Failure to Administer Oxygen Therapy as Ordered
Penalty
Summary
The deficiency involves the facility’s failure to administer oxygen therapy as ordered by the physician for a resident with COPD. The resident was admitted with chronic obstructive pulmonary disease and had severely impaired cognition, requiring total staff assistance for all ADLs and mobility. A physician’s order dated 3/27/2026 directed that the resident receive continuous supplemental oxygen at a fixed rate of 2 L/min, with no indication that staff could adjust the flow rate. The resident’s care plan for altered respiratory status related to COPD instructed staff to administer oxygen as ordered. On 3/31/2026, during observations at the bedside at 8:45 a.m. and 9:40 a.m., the resident was noted to be receiving oxygen at 3 L/min, which did not match the physician’s order. An LVN reported that the resident was on 3 L/min when he checked vital signs that morning and stated this was not the ordered rate; he said he reported this to the previous shift’s RN supervisor but was unsure what action was taken.

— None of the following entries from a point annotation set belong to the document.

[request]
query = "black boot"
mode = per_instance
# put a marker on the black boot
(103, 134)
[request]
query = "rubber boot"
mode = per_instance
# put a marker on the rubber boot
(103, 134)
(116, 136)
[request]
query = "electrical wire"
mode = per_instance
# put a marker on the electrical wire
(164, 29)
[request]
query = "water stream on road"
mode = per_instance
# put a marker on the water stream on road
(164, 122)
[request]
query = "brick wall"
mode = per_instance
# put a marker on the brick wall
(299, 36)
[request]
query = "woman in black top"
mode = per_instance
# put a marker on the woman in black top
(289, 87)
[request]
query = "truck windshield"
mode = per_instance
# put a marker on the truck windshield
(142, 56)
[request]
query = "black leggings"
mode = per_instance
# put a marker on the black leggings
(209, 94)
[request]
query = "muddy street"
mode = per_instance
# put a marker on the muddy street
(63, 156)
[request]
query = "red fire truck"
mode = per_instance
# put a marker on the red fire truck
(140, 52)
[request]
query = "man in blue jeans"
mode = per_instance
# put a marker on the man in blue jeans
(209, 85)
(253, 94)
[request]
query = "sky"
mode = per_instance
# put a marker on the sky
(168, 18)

Another RN supervisor confirmed there was no documentation in the record to support an increased flow rate or any notification to the physician about the change from 2 L/min to 3 L/min, and reiterated that the order was for a fixed rate of 2 L/min. During a concurrent observation and interview, the prior RN supervisor acknowledged the resident was on 3 L/min and that the flow rate needed to be corrected to match the order. The facility’s oxygen administration policy required staff to verify a physician order, document the flow rate and rationale, and report information per professional standards, which was not followed in this instance.